Every step must include citations referencing the exact source chunk. The citation format enforced by the system is:

[source: <filename>, page: <page>, chunk: <chunk_id>]

This design provides full traceability, allowing users to verify exactly where the information originated in the exam documents.

API Architecture

The system backend is implemented using FastAPI, providing a lightweight API layer for interacting with the RAG pipeline.

Key components include:

rag/ingest.py      → PDF ingestion and chunk generation
rag/retrieval.py   → vector search and embedding handling
rag/llm.py         → prompt construction and LLM calls
rag/exam.py        → practice exam generation
rag/citations.py   → citation formatting

The backend follows a modular service architecture similar to Django-style separation of concerns, where different modules handle ingestion, retrieval, generation, and evaluation independently.

The API exposes endpoints for:

  • asking questions
  • generating mock exams
  • retrieving mark schemes
  • grading answers

Evaluation Pipeline

To measure system performance, the project includes a retrieval evaluation framework implemented in:

scripts/evaluate.py

The evaluation script uses a dataset defined in:

data/golden_set.json

This dataset contains test questions with expected document references.
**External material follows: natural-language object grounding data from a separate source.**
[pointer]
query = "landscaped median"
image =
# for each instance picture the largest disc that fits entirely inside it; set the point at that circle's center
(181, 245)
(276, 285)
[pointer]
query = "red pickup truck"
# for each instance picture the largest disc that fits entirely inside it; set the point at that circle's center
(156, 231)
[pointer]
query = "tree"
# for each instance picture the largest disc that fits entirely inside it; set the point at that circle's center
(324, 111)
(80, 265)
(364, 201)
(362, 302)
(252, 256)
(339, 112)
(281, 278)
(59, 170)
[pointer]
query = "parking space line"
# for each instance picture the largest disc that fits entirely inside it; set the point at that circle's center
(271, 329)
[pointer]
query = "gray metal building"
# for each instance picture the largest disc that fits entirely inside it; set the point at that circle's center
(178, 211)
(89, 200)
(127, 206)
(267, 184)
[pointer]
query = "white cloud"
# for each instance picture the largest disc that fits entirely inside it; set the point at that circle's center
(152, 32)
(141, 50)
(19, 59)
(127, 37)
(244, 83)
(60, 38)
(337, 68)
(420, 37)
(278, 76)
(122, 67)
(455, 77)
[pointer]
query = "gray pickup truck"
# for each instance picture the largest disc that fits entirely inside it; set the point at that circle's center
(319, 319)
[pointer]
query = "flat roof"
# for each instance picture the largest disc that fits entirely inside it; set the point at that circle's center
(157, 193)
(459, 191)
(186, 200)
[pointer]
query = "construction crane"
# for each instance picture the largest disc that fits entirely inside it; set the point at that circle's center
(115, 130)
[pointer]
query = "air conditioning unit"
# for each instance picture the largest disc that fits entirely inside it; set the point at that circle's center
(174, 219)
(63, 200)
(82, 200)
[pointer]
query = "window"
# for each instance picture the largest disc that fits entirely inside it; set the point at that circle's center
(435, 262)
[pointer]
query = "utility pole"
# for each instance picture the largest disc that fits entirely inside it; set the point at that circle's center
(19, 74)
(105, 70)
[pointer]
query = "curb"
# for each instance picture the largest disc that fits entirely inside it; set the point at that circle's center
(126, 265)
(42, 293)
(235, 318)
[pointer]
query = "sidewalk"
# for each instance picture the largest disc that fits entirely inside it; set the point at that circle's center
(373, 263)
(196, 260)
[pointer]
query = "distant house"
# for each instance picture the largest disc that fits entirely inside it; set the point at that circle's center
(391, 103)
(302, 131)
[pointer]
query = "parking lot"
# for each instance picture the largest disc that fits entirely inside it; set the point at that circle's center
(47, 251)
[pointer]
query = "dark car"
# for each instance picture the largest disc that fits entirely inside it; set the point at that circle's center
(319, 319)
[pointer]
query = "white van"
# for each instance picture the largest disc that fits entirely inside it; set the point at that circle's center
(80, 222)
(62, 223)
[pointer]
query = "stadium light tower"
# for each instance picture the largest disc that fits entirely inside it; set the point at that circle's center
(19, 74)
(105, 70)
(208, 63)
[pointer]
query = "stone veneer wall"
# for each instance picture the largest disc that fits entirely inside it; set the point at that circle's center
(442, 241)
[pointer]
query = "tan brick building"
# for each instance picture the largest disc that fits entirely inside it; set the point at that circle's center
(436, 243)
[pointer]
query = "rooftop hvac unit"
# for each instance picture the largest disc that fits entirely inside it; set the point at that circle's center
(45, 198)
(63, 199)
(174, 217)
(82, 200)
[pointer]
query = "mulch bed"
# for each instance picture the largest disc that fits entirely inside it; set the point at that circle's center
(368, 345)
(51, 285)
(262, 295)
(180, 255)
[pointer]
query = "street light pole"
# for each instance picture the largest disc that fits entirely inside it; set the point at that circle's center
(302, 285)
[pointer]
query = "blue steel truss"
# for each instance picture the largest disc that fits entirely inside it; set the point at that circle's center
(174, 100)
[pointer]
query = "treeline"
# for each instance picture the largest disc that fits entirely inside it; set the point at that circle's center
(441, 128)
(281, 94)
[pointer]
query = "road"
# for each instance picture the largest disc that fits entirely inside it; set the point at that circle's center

The evaluation measures whether the retriever correctly identifies the relevant PDF chunks, providing insight into retrieval accuracy and RAG effectiveness.

Logging and Observability

The system also records query logs in:

data/logs/requests.jsonl

Each entry includes:

  • user query
  • retrieved chunks
  • generated response

These logs can later be used to analyze model behavior and improve retrieval quality.

Future Development Directions

Several improvements could further extend the system:

1. Retrieval Optimization

Hybrid retrieval combining:

  • dense vector search
  • BM25 keyword search

to improve recall for exam questions.

2. Improved Chunking

Semantic chunking strategies could replace fixed character-based chunking to better align with question boundaries.

3. Answer Validation

Automatic comparison between generated answers and official mark schemes to evaluate correctness.

4. Model Fine-Tuning

Fine-tuning a smaller LLM specifically on exam solutions to improve mathematical reasoning.

5. Deployment and MLOps

Adding containerization, monitoring, and CI/CD pipelines to support production-scale deployment.

Summary

This project demonstrates a complete end-to-end RAG architecture for building a knowledge-grounded AI tutor. By combining document ingestion, embedding generation, vector indexing, semantic retrieval, prompt engineering, and LLM-based generation, the system provides accurate exam-style explanations derived directly from more than a decade of Cambridge IGCSE Mathematics past papers.